Die Katholische Arbeiter-Internationale, formal zwar niemals aufgelöst, wurde von 1933 bis 1945 in Deutschland und den besetzten Gebieten in ihrem Wirken auf das schwerste behindert und auf den rein religiösen Sektor eingeengt. Ihre Arbeit wurde jedoch nicht vollkommen eingestellt, und wie sehr sie den herrschenden Machthabern ein Dorn im Auge war, beweist die Tatsache, daß noch im Frühjahr 1945 zwei ihrer besten Führer, Nikolaus Groß und Bernhard Letterhaus, zu Blutzeugen ihrer Bewegung wurden.

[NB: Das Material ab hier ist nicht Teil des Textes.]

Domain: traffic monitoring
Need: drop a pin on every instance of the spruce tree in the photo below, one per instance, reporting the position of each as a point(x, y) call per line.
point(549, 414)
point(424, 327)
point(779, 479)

Mit Kriegsende begann das Sammeln der in den Wirren verstreuten Herde. Und die noch lebten, kamen alle wieder zusammen und bauten in mühseliger harter Arbeit wieder Tausende von Gruppen auf.

Eine Bewegung ist nur imstande, sich zu behaupten, wenn sie ein Anliegen hat, das die Menschen wirklich bewegt. Deshalb folgten der Periode des Sammeins die öffentlichen Forderungen des KAB zur gesellschaftlichen und wirtschaftlichen Neuordnung am deutschen Katholikentag Bochum 1950. Eine mißglückte Formulierung des Themas Mitbestimmung — Miteigentum drohte alle geleistete wissenschaftliche Vorarbeit zu zerschlagen, konnte aber klargestellt werden.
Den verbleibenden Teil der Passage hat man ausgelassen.